You'd be better off learning something along the lines of また明日 or じゃね for this kind of starter lesson especially since the verbs for the most part are in dictionary form anyways
Probably because it uses the characters we're learning now, AND is a Japanese word that that we've heard of before, and sometimes already use. Sure, we use it in a slightly different context than the Japanese use it, but the definition is accurate. It helps in learning the kanji, when we can See and relate it to something we already know. it also makes it fun, and easier. And we can See the relation to Japanese words that have been asked to our own culture. Also, we can see how or English pronunciation is slightly different from the Japanese pronunciation, which with the help of kanji let's us pick up on the subtleties of pronunciation. We are NOT yet learning grammar, or cultural usages. We are learning kanji (letters) and pronunciation, and words.
I think it's an Excellent choice of words to present to new learners of the language. Gives us the feel of an easy win! And encourages me to try pronouncing kanji when I see it. like sushi, and sake, even neko. is like Oh, I know what word that spells after all. cuz when I pronounced it out, it was a weird I already kind of knew! And it reinforces the kanji sounds.
Sublties on cultural usage will come later.. I'm fine with that!
is because the う extends the sound of the よ(yo), kinda like combo kanas they are merged into a sound, this is why you sometimes see a macron (ā) in some romaji uses. In this case the sound it creates it's yō which is something between a double /o/ sound and a /ou/ one.
As for grammatical rule, there is a rule but is more of a pronunciation set of rules. You use あ to extend /a/ sounds, い to extend /i/ and /e/ ones, and う for /o/ and /u/ ones.
Examples of this with the duolingo lessons can be seen in:
う is almost never "silent" in Tokyo dialect. In this case it elongates the previous vowel (さよなら vs さようなら) with the latter being more polite. す and related う consonant kana routinely drop their vowel in Tokyo dialect but that's for different reasons. (This is why です sounds like "Des" and not "De-su"). Depending on dialect these trailing "u" sounds may be pronounced, however.
When I look on jisho, it says that "さよなら" is actually a word: https://jisho.org/search/%E3%81%95%E3%82%88%E3%81%AA%E3%82%89. Is this just one of those things that changed into a word after people spelling it or pronouncing it wrong? Or is it just a different spelling or word?
The "u" is often dropped from words when romanized/borrowed in English but it is still present in the Japanese as it is part of the pronunciation.

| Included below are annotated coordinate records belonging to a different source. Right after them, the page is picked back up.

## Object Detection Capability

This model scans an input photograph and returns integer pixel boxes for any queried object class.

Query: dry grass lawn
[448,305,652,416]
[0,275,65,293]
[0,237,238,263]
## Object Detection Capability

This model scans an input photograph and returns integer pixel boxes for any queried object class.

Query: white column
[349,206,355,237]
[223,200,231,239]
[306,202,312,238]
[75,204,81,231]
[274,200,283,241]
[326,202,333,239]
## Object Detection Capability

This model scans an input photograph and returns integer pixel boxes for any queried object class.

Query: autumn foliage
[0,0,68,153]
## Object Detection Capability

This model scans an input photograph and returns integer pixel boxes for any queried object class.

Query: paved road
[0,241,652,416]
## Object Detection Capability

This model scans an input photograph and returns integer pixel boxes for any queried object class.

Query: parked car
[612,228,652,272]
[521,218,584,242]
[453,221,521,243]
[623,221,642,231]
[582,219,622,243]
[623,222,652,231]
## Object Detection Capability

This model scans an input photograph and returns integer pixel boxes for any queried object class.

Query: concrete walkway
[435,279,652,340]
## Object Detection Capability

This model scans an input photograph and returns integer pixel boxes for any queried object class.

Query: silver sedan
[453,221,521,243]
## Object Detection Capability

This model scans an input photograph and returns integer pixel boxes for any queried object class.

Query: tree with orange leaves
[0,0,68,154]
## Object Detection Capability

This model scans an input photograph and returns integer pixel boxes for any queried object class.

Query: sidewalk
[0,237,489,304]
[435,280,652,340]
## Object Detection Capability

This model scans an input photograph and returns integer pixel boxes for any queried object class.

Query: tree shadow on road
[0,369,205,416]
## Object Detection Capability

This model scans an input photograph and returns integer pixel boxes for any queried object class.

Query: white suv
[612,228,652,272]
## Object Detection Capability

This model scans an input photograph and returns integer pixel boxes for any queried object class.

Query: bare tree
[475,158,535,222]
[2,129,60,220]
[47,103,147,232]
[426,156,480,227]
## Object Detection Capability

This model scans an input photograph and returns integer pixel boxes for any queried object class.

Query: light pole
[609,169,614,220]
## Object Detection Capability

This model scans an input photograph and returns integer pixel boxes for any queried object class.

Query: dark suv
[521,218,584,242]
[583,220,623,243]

It extends the "o" vowel sound.
You'll also see this in
べんとう romaji: bentou, English: Bento
なっとう romaji: nattou, English: Natto
Japanese "r" is essentially a mix of r, l, and d (kind of). It's a tap of the tongue somewhere between where an l is made and a d. Sometimes when talking slowly or when beginning a sentence with an "r" syllable it isn't tapped and comes out sounding more like an l. Native Japanese speakers do NOT distinguish these as two separate sounds.
I suggest looking the pronunciation up. Hope this helps! ^^
"こんにちは(Konichiwa)" "ありがと(Arigato)" "さいようなら(Saiyounara)"
I always heard on TV and media growing up in the early 2000s, time before the smartphone so those words where easy to grasph but I didn't know 'さいようなら(Saiyounara)' was a word in japanese, I've always thought for the longest time that was some word in one of the many Spanish languages; you learn something new everyday
This is more of an insight than a complaint or an ask for help. But I took Japanese for 4 years and I'm trying to brush up on it again and sayonara isn't goodbye it's more like goodbye for a long time. So if you're say leaving off to summer camp or something you'd say it but just for the day if you're with friends it would be Ja ne. Or I'll see you tomorrow something like that.